Egress Fees Are Predatory
There is a specific kind of cloud pricing that I find genuinely scummy, and it has gotten worse in the last couple of years. Egress fees. The “you pay us when your users actually use your product” pricing model. It used to be a footnote that engineers shrugged at, because we knew how to architect around it. Now it is a trap, and the people walking into it have no idea it exists.
Vercel and Supabase are the two worst offenders in the indie/solo builder space. Both market themselves on ease of use. Both have free tiers that sound generous if you do not read the fine print. Both will hit you with a bill the moment your project gets any traction at all.
This is not an accident. This is the business model.
The Customer Base Changed
Two years ago, the people deploying to Vercel were mostly engineers. Engineers know what egress is. Engineers know that serving a 4MB hero image to ten thousand visitors is going to cost something. Engineers put their static assets on a CDN and their images on something with predictable pricing. The egress fees were still annoying but they were not catching anyone off guard.
That customer base does not exist anymore. Or rather, it is a small minority now.
The new customer base is solo entrepreneurs, designers shipping their portfolios, indie builders using Cursor and Lovable and v0 to ship products without writing much code themselves. These people do not know what egress means. They have never paid attention to a bandwidth bill in their lives. They are using these platforms BECAUSE they were promised they would not have to think about infrastructure.
And the platforms know this. They are absolutely aware that the average new signup in 2026 cannot tell you the difference between bandwidth and storage. The marketing has shifted accordingly. Less “deploy your Next.js app.” More “build your startup in a weekend.” The whole positioning has moved toward people who do not know what they are buying.
Charging egress fees to that audience, while marketing to them on simplicity, is predatory. There is no other word for it.
Vercel Has Some Defense, At Least
I will give Vercel partial credit. They have caching. If you set things up correctly, the CDN absorbs most of your traffic and you do not pay egress on every single request. So in theory, a portfolio site with cached pages and cached images is not going to bankrupt you.
In practice, their cache behavior is finicky enough that it is dangerously easy to mess up. Slap the wrong header on a response, opt into dynamic rendering on the wrong page, throw a cookie into the mix, and suddenly every request is hitting the origin and counting against your bandwidth. I have seen people get burned by this who actually knew what they were doing. Now imagine someone who shipped their site by asking an AI to “make it work.”

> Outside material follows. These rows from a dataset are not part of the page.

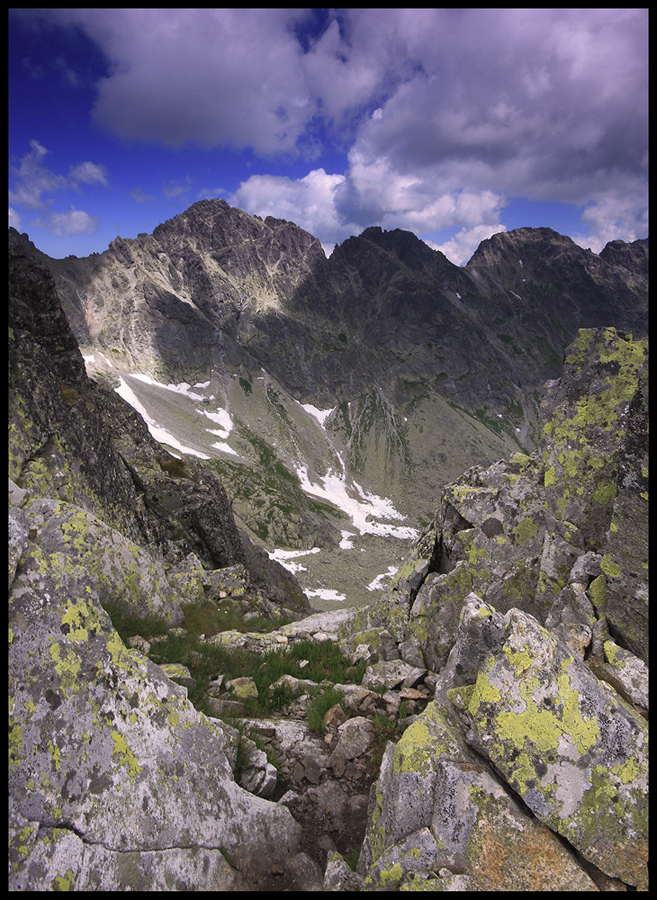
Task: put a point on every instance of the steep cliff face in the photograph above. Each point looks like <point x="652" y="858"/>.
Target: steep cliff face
<point x="528" y="596"/>
<point x="416" y="367"/>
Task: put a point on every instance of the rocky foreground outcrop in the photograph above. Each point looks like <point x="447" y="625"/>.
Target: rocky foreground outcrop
<point x="529" y="597"/>
<point x="115" y="780"/>
<point x="515" y="634"/>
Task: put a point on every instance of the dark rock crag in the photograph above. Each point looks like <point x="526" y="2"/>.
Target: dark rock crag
<point x="430" y="367"/>
<point x="528" y="596"/>
<point x="116" y="782"/>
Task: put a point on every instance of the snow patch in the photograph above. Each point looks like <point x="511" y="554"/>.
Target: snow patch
<point x="327" y="594"/>
<point x="284" y="556"/>
<point x="320" y="414"/>
<point x="160" y="434"/>
<point x="377" y="585"/>
<point x="361" y="506"/>
<point x="345" y="543"/>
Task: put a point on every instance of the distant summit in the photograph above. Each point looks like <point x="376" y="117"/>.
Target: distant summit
<point x="420" y="368"/>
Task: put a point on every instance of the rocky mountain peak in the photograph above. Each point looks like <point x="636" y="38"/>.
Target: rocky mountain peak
<point x="488" y="730"/>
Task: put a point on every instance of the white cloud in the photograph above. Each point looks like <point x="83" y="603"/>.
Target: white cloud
<point x="309" y="202"/>
<point x="33" y="179"/>
<point x="75" y="221"/>
<point x="88" y="173"/>
<point x="14" y="219"/>
<point x="445" y="113"/>
<point x="460" y="248"/>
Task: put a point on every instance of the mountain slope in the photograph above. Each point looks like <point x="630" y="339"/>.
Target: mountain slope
<point x="381" y="372"/>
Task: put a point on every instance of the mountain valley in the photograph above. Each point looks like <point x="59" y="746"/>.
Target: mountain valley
<point x="335" y="397"/>
<point x="451" y="691"/>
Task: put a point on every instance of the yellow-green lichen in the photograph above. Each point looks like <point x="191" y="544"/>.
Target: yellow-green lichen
<point x="609" y="567"/>
<point x="127" y="757"/>
<point x="525" y="530"/>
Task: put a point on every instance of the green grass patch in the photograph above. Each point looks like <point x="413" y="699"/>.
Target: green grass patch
<point x="206" y="661"/>
<point x="321" y="705"/>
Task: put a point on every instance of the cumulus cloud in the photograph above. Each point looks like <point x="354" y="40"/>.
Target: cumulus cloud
<point x="14" y="219"/>
<point x="309" y="202"/>
<point x="460" y="248"/>
<point x="33" y="179"/>
<point x="75" y="221"/>
<point x="88" y="173"/>
<point x="445" y="114"/>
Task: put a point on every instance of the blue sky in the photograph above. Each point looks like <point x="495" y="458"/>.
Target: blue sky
<point x="454" y="124"/>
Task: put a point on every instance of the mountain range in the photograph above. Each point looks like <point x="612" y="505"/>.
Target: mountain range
<point x="335" y="397"/>
<point x="481" y="722"/>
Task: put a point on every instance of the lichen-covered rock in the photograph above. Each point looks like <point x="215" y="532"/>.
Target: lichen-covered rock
<point x="437" y="806"/>
<point x="112" y="771"/>
<point x="74" y="551"/>
<point x="574" y="751"/>
<point x="521" y="531"/>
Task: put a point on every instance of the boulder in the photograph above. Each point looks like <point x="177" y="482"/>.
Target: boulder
<point x="569" y="745"/>
<point x="437" y="806"/>
<point x="73" y="550"/>
<point x="114" y="778"/>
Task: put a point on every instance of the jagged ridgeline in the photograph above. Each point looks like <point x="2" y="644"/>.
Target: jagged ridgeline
<point x="335" y="397"/>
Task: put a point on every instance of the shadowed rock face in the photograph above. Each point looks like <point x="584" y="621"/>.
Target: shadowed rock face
<point x="456" y="356"/>
<point x="513" y="596"/>
<point x="522" y="607"/>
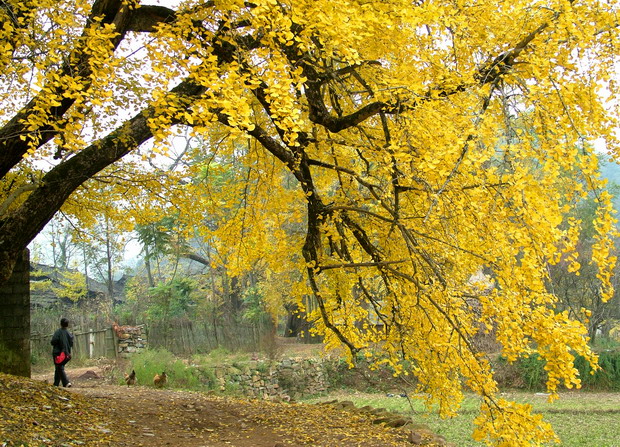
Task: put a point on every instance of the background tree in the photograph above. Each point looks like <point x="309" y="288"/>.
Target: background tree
<point x="386" y="115"/>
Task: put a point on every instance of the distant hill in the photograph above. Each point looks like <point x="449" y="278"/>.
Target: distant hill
<point x="44" y="295"/>
<point x="611" y="171"/>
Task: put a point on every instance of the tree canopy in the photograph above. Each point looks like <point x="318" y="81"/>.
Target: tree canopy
<point x="429" y="150"/>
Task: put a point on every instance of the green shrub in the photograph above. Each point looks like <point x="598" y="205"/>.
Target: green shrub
<point x="150" y="362"/>
<point x="607" y="378"/>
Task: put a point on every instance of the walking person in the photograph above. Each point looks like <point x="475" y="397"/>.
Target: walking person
<point x="62" y="341"/>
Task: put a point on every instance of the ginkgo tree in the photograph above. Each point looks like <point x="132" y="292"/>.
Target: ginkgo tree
<point x="377" y="124"/>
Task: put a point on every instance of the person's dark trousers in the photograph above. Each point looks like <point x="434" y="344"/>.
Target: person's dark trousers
<point x="60" y="375"/>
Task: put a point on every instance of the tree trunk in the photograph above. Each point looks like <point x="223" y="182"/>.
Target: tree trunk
<point x="15" y="319"/>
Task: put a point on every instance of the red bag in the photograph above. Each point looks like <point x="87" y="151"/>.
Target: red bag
<point x="60" y="358"/>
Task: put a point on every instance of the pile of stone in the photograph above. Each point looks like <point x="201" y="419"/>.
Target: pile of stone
<point x="283" y="380"/>
<point x="131" y="339"/>
<point x="417" y="434"/>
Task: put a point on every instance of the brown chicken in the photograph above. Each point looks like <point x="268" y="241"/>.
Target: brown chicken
<point x="130" y="379"/>
<point x="160" y="379"/>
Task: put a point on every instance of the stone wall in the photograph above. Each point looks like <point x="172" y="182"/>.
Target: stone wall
<point x="15" y="320"/>
<point x="131" y="339"/>
<point x="282" y="380"/>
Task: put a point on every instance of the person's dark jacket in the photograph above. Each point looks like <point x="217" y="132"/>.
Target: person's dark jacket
<point x="62" y="341"/>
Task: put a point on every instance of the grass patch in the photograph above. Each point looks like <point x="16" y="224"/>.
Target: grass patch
<point x="580" y="419"/>
<point x="151" y="362"/>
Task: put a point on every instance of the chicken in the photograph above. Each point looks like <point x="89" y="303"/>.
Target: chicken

So Vercel has a defense, but the defense is paper-thin for the audience they are now selling to.
Supabase Is Worse
Supabase has no such defense. None.
Supabase is a database and a blob storage service. It does not have a CDN in front of your storage by default. It does not aggressively cache your assets. If you upload your portfolio images to Supabase storage and serve them directly, every single page view is downloading those images straight from the origin and counting against your egress quota.
A few visits to your own site while you are testing things and you are already a meaningful chunk into the free tier. Send your portfolio link to Twitter, get a few hundred views, and you are getting the email. The free tier on Supabase storage egress is laughably small for anyone serving real images.
And the audience Supabase is going after right now is exactly the audience that will throw full-resolution iPhone photos straight into storage and embed them with a plain URL. They are not going to resize. They are not going to put a CDN in front of it. They are not going to set up a transform pipeline. They are going to do the thing the documentation showed them, because that is the whole reason they picked Supabase in the first place.
This is not a “skill issue” on the user’s part. This is a product that is mispriced for its target audience on purpose. The “easy” path leads directly to the bill.
Just Use R2
Cloudflare R2 has zero egress fees. Zero. You pay for storage, you pay for operations, and that is it. Bandwidth out is free. This is not a promotional thing. This is the actual pricing model.
You can bind a subdomain to an R2 bucket in about five minutes and serve images directly from images.yoursite.com or whatever you want. Cloudflare’s CDN is in front of it for free. The whole thing is about as simple as it gets.
I host every image on this site on R2. The photos page, blog images, OG images, all of it. I have never paid more than a few cents a month and I do not have to think about it when I post something. It just works the way you would expect cloud storage to work if you were not getting fleeced.
If you are building anything that serves images or video or any meaningful blob, put it on R2. Do not put it on Supabase storage. Do not host it through Vercel. There is a sane option and it is right there.
The Point
The pricing model is not the problem on its own. Engineers selling to engineers can absolutely have egress fees and everyone goes in eyes open. That is fine.
What is not fair is selling “you do not need to think about infrastructure” to people who genuinely cannot evaluate the trap, and then collecting on the trap when their project gets any traction at all. That is the part that bothers me.
Pick tools that price honestly. R2 prices honestly. Supabase storage does not. Adjust accordingly.